Al-Manar portrays America and Israel as in cahoots, even blazoning the conspiracy theory (which, however outrageous, is widely believed in the Arab world) that 9/11 was covertly masterminded by a cabal of American and Israeli government agents. At times, the station claims American foreign policy is secretly run by Israel. One Palestinian guest on al-Manar remarked, "We might even see that the headquarters of the Israeli chiefs of staff will be in the White House someday," describing Jewish advisors in the Bush administration such as Paul Wolfowitz and Richard Perle as "Jewish-Likudist-Zionists" (55). Elsewhere, however, the channel depicts the U.S./Israel relationship as working inversely, with the Jewish state a lackey of American interests; for instance, in a speech broadcast on al-Manar, Nasrallah portrayed Israelis as "foot soldiers of our true and original enemy, [the American] Satan" (57). Either way, the message is essentially the same; for Hizballah, the U.S. and Israel are two halves of a single immutably evil entity.

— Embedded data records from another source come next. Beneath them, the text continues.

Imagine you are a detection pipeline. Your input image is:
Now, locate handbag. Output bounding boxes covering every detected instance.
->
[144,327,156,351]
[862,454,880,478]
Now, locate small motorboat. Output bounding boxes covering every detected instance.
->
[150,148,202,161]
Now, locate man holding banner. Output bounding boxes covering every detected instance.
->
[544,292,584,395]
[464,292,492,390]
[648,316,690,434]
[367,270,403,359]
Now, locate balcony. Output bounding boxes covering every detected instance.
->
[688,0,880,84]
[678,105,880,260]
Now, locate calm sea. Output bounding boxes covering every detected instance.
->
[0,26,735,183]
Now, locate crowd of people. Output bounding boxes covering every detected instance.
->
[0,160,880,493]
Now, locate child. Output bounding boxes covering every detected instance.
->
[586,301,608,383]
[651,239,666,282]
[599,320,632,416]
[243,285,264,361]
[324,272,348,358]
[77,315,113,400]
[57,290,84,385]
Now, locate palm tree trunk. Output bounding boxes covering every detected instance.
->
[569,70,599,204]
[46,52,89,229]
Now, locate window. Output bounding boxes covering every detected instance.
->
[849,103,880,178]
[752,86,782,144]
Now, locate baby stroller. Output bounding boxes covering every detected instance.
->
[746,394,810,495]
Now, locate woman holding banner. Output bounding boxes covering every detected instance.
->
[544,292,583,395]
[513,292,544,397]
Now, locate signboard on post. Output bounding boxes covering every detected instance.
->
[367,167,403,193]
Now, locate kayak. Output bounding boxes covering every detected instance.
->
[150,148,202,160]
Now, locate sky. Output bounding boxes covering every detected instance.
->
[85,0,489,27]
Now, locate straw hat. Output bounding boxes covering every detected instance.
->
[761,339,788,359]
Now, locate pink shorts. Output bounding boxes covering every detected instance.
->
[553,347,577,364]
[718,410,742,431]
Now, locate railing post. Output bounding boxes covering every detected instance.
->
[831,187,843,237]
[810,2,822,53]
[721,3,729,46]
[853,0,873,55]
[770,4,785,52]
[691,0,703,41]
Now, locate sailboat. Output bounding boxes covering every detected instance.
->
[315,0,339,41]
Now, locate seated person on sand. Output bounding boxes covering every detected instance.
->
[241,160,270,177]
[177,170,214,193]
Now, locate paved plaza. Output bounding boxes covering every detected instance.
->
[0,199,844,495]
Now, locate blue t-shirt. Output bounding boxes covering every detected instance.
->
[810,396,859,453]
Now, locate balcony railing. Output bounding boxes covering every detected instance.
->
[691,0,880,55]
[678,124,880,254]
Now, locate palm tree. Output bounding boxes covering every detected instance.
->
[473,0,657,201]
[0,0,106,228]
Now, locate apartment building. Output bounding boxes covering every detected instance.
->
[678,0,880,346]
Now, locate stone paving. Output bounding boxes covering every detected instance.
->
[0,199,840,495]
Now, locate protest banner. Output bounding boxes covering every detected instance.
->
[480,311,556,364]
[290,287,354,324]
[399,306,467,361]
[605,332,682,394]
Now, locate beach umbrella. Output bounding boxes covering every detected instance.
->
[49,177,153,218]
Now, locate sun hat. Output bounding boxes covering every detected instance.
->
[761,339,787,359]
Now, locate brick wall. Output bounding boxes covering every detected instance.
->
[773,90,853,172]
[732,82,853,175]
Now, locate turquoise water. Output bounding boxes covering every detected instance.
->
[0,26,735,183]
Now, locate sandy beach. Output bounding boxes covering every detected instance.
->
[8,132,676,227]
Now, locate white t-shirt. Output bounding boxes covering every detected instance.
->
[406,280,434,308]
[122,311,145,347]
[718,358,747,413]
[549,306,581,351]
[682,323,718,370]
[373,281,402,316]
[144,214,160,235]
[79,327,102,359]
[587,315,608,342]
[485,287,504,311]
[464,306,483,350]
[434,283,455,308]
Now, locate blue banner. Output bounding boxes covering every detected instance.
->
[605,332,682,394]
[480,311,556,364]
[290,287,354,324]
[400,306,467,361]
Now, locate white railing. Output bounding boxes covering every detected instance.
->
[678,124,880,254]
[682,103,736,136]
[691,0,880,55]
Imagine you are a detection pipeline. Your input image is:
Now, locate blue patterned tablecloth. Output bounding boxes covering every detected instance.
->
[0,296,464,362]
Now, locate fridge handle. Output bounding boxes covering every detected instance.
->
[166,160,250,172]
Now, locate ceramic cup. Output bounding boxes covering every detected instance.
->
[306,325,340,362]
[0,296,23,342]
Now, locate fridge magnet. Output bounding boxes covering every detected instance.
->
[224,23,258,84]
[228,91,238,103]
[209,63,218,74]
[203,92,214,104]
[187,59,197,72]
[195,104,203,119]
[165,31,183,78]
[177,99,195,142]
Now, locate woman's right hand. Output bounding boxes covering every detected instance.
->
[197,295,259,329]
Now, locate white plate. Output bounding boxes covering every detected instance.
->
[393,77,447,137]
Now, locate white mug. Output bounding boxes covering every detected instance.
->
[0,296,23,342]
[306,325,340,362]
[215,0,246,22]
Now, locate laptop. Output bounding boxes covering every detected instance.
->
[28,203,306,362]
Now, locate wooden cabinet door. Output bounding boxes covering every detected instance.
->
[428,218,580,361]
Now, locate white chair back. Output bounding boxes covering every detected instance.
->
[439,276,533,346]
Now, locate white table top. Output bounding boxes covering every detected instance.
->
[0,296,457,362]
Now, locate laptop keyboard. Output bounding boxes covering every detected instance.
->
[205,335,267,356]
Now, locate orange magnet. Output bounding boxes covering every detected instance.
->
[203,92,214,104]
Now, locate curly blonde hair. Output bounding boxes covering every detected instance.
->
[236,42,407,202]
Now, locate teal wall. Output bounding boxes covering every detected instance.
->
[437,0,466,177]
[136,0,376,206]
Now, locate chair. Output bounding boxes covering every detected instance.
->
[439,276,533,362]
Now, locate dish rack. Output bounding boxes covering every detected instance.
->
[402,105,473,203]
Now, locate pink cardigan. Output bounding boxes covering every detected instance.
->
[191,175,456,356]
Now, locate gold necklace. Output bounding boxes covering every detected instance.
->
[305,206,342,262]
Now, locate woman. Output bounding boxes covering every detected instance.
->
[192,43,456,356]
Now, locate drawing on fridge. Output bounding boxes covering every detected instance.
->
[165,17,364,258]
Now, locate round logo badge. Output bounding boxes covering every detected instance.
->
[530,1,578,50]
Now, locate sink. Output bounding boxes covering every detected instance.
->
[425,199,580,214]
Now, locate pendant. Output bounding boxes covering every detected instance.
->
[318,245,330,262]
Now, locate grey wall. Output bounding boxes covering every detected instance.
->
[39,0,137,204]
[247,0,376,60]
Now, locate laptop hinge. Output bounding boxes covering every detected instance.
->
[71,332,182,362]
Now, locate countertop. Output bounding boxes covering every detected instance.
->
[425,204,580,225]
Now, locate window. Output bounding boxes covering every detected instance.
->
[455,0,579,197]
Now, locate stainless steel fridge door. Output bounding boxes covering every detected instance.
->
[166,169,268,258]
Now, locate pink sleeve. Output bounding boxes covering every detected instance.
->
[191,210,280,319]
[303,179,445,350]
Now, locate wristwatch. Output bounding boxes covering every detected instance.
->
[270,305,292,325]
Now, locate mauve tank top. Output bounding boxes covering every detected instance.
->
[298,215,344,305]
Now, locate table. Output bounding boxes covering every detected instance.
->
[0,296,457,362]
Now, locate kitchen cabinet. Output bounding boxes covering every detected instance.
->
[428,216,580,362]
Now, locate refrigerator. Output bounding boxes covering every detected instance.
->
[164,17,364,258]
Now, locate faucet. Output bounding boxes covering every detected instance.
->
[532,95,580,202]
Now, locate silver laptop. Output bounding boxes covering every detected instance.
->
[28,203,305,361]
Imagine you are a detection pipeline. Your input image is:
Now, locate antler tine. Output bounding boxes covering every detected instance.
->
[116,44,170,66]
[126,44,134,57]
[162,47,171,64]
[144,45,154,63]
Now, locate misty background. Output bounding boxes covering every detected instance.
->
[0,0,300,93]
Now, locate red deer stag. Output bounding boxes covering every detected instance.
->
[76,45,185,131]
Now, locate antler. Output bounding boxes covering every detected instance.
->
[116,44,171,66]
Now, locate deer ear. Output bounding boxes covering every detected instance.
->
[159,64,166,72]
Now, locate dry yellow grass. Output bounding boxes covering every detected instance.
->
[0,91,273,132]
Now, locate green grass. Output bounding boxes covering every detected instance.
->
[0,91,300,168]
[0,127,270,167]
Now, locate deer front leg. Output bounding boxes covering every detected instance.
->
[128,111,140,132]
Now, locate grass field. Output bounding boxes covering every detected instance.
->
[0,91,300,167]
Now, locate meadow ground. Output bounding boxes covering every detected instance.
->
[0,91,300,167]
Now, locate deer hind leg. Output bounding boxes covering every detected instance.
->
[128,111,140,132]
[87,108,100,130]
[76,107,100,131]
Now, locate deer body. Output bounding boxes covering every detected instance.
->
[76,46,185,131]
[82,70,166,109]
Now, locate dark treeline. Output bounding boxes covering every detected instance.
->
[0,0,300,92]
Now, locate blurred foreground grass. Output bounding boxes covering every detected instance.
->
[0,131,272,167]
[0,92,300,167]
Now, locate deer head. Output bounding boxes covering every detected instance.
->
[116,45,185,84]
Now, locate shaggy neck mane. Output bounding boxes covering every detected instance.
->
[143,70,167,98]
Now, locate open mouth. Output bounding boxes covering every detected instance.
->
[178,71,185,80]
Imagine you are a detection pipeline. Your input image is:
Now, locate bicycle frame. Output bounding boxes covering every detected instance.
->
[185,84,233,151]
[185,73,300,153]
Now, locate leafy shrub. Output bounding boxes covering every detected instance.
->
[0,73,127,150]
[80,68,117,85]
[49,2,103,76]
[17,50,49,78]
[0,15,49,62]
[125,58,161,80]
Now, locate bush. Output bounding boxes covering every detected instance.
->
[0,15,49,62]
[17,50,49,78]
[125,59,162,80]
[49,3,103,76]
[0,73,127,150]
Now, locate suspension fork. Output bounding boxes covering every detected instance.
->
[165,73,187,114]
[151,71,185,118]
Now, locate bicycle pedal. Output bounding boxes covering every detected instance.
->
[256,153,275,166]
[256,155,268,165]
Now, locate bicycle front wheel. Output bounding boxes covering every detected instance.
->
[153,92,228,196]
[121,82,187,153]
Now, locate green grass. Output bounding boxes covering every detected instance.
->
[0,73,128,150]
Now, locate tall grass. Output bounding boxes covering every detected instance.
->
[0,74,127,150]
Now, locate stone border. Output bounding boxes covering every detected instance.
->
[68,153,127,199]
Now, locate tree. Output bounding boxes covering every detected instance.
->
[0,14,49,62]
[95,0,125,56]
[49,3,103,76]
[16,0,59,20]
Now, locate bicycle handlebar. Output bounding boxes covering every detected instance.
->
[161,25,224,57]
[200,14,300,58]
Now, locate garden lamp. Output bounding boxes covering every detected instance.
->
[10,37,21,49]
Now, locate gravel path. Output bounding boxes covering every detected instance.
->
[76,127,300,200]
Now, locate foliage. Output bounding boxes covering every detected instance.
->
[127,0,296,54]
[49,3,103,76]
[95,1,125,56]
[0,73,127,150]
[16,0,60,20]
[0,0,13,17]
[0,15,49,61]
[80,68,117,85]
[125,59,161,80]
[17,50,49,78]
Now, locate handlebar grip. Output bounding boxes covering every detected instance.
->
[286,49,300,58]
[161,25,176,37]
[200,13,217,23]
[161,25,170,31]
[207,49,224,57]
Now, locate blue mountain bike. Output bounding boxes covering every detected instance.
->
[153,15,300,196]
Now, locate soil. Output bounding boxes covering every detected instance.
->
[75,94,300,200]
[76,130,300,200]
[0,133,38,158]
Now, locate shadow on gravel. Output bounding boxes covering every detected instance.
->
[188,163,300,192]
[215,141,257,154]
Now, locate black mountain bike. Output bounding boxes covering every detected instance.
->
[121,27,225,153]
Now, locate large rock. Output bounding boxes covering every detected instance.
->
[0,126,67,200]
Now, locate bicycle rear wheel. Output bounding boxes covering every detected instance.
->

Beacon of Hatred concludes with Jorisch recommending policies that could help the U.S. government combat the propaganda disseminated by al-Manar. The author realizes that the only way the station can be permanently shut down is through military means (an option he doesn't appear to favor), but he believes there are also diplomatic and economic steps which might prove efficacious. Among other proposals, Jorisch advises the U.S. to pressure Lebanese banks holding Hizballah funds to freeze these accounts; to pass legislation prohibiting American companies from advertising their products on al-Manar, and to encourage European officials to take similar steps with European companies; to discourage Western media outlets such as CNN, BBC and C-SPAN from buying film footage from al-Manar; to close down al-Manar's Washington bureau; to urge satellite providers to remove al-Manar from their networks; and so on.

No doubt, some readers will object to Jorisch's proposals. Jorisch himself notes that American commitments to free speech have made Washington reluctant in the past to pressure foreign governments to control their own media (although he insists such reluctance must be set aside because "now is a time of war" (59)). There is also a danger that American attempts to muzzle al-Manar could backfire if Hizballah responds to such efforts by proclaiming that the "Great Satan" is trying to suppress "truths" emanating from the Muslim world. Finally, the U.S. allows domestic extremists such as the neo-Nazi National Alliance and the White Supremacist Aryan Brotherhood to have their say through websites and publications, even though these organizations openly advocate the violent overthrow of an American political system allegedly secretly run by a "Zionist Occupied Government." But tolerating internal extremist speech is quite different from tolerating such speech from an external source that threatens this country and its allies. Moreover, although Americans may tend to underestimate the danger to national security posed by the indigenous radical right, clearly the threat presented by Hizballah and other Islamic terrorist groups to US lives and interests is much greater. Still, although Jorisch's recommendations are reasonable and might do some good, our government shouldn't adopt them as a substitute for its current efforts to counter America-bashing Arab media by issuing counter-speech through the Arabic language news stations the Bush administration has been establishing in the Middle East.

In short, although this is a flawed book, its subject matter makes it worth reading. I second the view expressed in the forward by former U.S. Middle East envoy Dennis Ross: "For anyone concerned with the threat posed by Hizballah and the best means of advancing the war on terror, Beacon of Hatred is an...important study" (ix).